1. GEAR UP LIKE YOU MEAN IT - Tying a streamer onto your regular tapered leader while fishing your 5wt will work, but I recommend you commit to fishing a streamer and rig up for it specifically. A 7wt or even an 8wt is going to be what you want if you are throwing BIG "bugs" all day. I recommend a shorter rod, an 8'6" 7wt is my go-to. Also, try a true sink tip line designed for throwing streamers. Airflow's Streamer Max Short is my personal favorite. When you rig up off of a sink tip, do not use a typical tapered leader.  Instead run a simple section 2-4' long of 12 pound. You want your fly pretty tight on that sink tip so it will get down. Take it from me, do not skimp on the tippet.  I have gotten lazy too many times and thrown a streamer on lighter tippet only to hook up to the one I wanted and had no chance of actually landing it.
  2. FISH IMPOSSIBLE SPOTS - You can fish a streamer into spots that are impossible to fish with almost any other rig. Slap it down in front of a log jam and let it swing underneath. Skip it in under a bush and rip it off of a bank. Blast a couple of casts along the far bank. Yes, big streamers are expensive (or a time-suck to tie), but stay aggressive and know that you may lose a couple while fishing into cover. This is another reason to fish 12lb tippet to your fly...
  3. FISH SLOWWWW - Obviously the best retrieve depends on how aggressive and reactive the fish are when you are out.

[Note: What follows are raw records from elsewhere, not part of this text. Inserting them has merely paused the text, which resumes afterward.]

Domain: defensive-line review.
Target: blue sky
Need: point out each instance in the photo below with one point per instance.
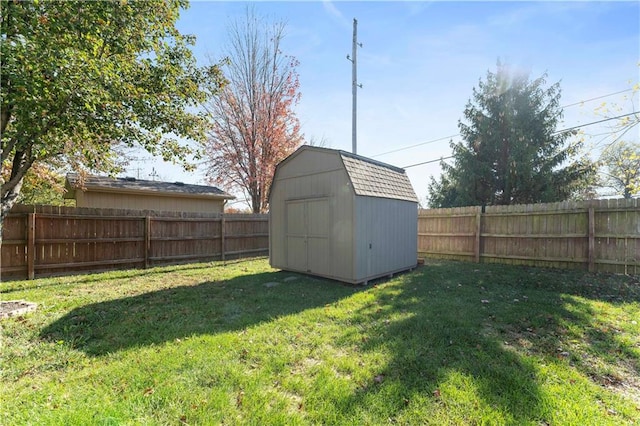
(421, 60)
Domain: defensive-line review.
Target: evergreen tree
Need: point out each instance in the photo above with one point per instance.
(511, 151)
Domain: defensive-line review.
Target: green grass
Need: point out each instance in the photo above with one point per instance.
(450, 343)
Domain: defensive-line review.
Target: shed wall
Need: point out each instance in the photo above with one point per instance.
(110, 200)
(386, 237)
(300, 187)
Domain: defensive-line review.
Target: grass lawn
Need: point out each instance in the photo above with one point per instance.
(449, 343)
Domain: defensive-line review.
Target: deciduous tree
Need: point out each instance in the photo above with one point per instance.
(254, 125)
(621, 168)
(78, 78)
(511, 150)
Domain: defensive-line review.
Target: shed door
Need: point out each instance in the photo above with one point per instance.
(308, 224)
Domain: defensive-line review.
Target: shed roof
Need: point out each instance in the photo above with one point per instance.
(375, 179)
(133, 185)
(369, 177)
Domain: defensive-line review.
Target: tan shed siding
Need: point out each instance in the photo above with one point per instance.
(332, 185)
(147, 202)
(386, 236)
(309, 162)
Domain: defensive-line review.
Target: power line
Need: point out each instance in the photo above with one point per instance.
(596, 98)
(413, 146)
(453, 136)
(554, 133)
(594, 122)
(427, 162)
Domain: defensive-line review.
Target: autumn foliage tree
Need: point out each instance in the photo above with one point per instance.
(82, 78)
(253, 123)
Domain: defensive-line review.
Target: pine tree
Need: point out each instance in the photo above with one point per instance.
(511, 150)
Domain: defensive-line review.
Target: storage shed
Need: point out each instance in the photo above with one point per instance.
(137, 194)
(341, 216)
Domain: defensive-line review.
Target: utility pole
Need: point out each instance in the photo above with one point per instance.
(354, 88)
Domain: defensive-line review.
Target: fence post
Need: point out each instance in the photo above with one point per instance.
(478, 229)
(31, 245)
(222, 226)
(147, 240)
(592, 240)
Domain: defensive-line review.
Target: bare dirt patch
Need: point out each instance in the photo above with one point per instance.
(12, 308)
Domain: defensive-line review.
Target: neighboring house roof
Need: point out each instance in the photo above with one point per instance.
(139, 186)
(369, 177)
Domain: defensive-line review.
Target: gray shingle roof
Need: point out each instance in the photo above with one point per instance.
(375, 179)
(139, 185)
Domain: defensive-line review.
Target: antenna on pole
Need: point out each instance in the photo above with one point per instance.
(354, 88)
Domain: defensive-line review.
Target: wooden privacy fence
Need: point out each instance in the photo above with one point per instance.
(598, 235)
(46, 240)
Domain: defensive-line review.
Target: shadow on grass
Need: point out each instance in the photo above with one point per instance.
(452, 324)
(182, 311)
(447, 327)
(93, 277)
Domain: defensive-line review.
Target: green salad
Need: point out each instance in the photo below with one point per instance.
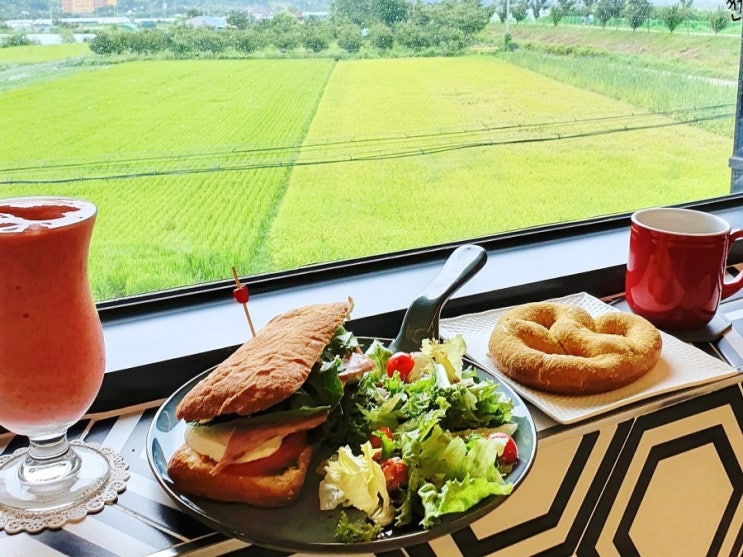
(420, 436)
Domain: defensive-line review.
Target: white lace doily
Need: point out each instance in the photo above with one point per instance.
(14, 522)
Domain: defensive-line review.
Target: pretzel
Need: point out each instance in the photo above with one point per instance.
(560, 348)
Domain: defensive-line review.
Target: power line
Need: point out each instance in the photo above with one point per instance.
(385, 147)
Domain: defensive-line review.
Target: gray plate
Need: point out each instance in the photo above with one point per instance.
(302, 526)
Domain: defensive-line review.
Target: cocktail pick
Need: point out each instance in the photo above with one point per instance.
(241, 295)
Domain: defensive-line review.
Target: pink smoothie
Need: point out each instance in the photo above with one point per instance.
(51, 344)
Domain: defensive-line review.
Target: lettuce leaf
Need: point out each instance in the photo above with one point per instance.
(356, 481)
(456, 496)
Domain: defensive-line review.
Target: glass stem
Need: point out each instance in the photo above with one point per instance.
(50, 461)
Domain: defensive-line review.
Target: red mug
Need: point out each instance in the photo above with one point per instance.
(676, 266)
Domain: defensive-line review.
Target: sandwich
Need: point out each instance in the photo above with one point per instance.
(253, 421)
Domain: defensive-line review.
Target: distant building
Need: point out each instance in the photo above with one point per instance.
(260, 13)
(84, 6)
(207, 21)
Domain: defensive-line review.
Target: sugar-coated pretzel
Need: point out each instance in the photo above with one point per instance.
(560, 348)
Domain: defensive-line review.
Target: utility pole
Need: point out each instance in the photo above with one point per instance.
(736, 160)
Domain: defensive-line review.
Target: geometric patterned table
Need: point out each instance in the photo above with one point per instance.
(653, 480)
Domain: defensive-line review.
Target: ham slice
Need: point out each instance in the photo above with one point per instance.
(244, 439)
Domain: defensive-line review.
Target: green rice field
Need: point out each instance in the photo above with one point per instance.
(199, 165)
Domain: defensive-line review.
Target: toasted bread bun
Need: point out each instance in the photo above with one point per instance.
(269, 367)
(192, 474)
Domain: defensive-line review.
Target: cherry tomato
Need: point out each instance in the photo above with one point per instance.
(395, 473)
(374, 438)
(510, 451)
(402, 363)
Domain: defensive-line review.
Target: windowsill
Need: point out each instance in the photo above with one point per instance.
(151, 352)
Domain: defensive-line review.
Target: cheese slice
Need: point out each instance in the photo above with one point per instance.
(211, 443)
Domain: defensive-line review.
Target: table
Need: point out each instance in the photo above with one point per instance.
(663, 477)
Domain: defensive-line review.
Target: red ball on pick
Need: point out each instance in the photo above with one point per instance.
(241, 294)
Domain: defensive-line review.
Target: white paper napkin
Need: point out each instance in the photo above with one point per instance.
(681, 365)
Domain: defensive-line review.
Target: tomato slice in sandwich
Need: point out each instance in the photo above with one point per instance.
(287, 454)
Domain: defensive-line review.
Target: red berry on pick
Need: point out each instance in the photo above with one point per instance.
(241, 294)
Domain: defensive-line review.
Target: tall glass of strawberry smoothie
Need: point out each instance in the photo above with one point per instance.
(51, 352)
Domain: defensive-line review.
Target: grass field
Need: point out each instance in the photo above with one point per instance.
(196, 165)
(164, 117)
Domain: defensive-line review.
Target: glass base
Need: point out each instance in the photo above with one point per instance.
(31, 485)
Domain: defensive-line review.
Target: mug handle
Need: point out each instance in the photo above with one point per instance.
(730, 288)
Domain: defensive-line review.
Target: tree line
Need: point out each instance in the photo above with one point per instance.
(447, 28)
(636, 13)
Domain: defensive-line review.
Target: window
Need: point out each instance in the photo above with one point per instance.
(271, 141)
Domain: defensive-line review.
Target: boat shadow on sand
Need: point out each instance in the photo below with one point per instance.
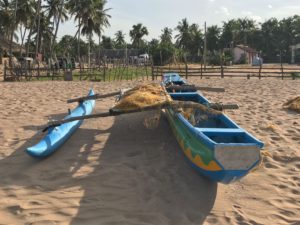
(127, 175)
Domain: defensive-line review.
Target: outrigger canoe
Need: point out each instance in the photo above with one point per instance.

Try it all until you figure out a pattern that works, but try slowing your retrieve down considerably. A slow swing with a subtle twitch can make the difference.  Also, stick with your retrieve all the way to the bank.  As the fly gets shallow you may get a couple takes or see a fish following it in. If you DO see a fish following, try speeding up your retrieve. In my experience if the fish is put in a position where their prey looks like it is making an escape, it will make a decisive move. 
  4. FISH BIG - Get out that articulated monstrosity that casts like a wet wool sock and let it rip. Trout, especially brown trout, love to take advantage of a big protein meal. Many of us have seen a big fish come out take swing at a smaller fish we have hooked up. That experience will make you look at your streamer box in a different light. The streamers that seemed giant all of the sudden may look on the small side...
  5. STICK WITH IT AS THE SUN FADES - Low light levels can be key if you are looking to coax the big one out from under the log jam... Fire up the headlamp, crack a cold one and keep casting!